PoN: Philip Guston
Like Diebenkorn, Philip Guston is completely absent from Pictures of Nothing. And like Diebenkorn, Guston gave up abstraction for something else.
I confess: I've never liked Philip Guston's representational paintings. I know, I know: This is a serious character flaw and I should be doomed to sitting in a Thomas Hirschhorn installation, but I just don't. (Related story: The NGA has recently installed a bunch of Gustons it received from the Broida collection.)
But I love Guston's abstractions. (This one is MoMA's 1954 Painting.)One of my favorite installations in recent memory was a roomful of Guston abstractions in the recent Michael Auping-curated Philip Guston retrospective. The room, which I saw at MAMFW, was revelatory on a bunch of levels. It established that Guston developed his palette in the 1950s, and that he stayed remarkably true to it for the rest of his career.

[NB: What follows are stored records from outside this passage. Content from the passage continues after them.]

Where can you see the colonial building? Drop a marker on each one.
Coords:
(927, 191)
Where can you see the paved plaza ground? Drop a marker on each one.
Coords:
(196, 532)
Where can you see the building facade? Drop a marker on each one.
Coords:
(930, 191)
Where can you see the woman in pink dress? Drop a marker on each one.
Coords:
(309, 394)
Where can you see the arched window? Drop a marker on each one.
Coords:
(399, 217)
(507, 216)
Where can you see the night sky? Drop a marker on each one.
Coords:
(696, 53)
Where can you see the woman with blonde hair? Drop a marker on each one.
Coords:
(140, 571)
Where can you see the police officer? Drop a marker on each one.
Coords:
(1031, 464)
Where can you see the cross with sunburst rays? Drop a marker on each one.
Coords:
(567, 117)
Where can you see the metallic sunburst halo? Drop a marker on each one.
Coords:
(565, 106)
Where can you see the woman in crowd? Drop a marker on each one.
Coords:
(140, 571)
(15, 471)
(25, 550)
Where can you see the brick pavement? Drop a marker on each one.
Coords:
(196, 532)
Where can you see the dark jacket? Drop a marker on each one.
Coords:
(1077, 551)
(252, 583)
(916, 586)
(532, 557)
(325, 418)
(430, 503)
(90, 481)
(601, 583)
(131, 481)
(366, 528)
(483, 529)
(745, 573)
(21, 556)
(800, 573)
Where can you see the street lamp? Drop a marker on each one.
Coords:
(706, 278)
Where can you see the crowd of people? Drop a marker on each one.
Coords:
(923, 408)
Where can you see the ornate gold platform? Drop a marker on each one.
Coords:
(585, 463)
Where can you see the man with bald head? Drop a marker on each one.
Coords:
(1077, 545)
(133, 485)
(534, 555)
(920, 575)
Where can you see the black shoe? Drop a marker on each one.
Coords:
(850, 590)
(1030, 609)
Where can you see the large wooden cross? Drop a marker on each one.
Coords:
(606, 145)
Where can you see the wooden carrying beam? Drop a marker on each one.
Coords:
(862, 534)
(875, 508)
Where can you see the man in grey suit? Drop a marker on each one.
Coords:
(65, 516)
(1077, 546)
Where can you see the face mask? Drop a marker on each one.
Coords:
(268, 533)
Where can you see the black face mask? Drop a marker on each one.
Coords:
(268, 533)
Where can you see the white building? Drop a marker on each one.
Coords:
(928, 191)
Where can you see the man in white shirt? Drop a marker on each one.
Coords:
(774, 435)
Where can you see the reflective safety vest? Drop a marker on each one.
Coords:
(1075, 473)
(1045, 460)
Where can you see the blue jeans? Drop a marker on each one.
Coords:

The room also started me thinking of Guston as a pre-perceptualist, a forerunner of Bob Irwin's early light-and-space paintings (and what came later, for that matter), Larry Bell's cubes, etc. Guston was, in fact, included in an early Ferus show and Irwin talked about the impact that had on him in Lawrence Weschler's superb Seeing is Forgetting the Name of the Thing One Sees:
I remember one time, for instance, seeing this small Philip Guston hanging next to a large James Brooks. Now, the Brooks was a big painting on every scale: it had five major shapes in it -- a black shape, a reed, a green -- big areas, big shapes, with strong, major value changes, hue changes. Next to it was this small painting, with mute pinks and greys and greens, very subtle. It was one of those funny little Guston kind of scrumbly paintings, a very French kind of painting...[m]y discovery was that from 100 yards away -- this was just one of those little breakthroughs -- that from this distance of 100 yards, I looked over, and that godd*mned Guston... Now, I'm talking not on quality, and not on any assumption of what you like or don't like, but on just pure strength, which was one of the things we were into. Strength was a big word in abstract expressionism; you were trying to get power into the painting, so that the painting really vibrated, had life to it. It wasn't just colored shapes sitting flat. It had to do with getting a real tension going in the thing, something that made the thing really stand up and hum... Well, that godd*mned Guston just blew the Brooks right off the wall.
And Irwin goes on about the Guston for several more paragraphs. And he's right. Guston's colors seem to hover and blink on the canvas, coming into and out of focus, kind of like London in Monet, or clouds in Turner. (I can't find any good link-to-able examples, alas.)
But mostly Guston's early abstractions remind me of what the California coast is like early on a foggy morning. Which both Guston and Irwin would have known all about.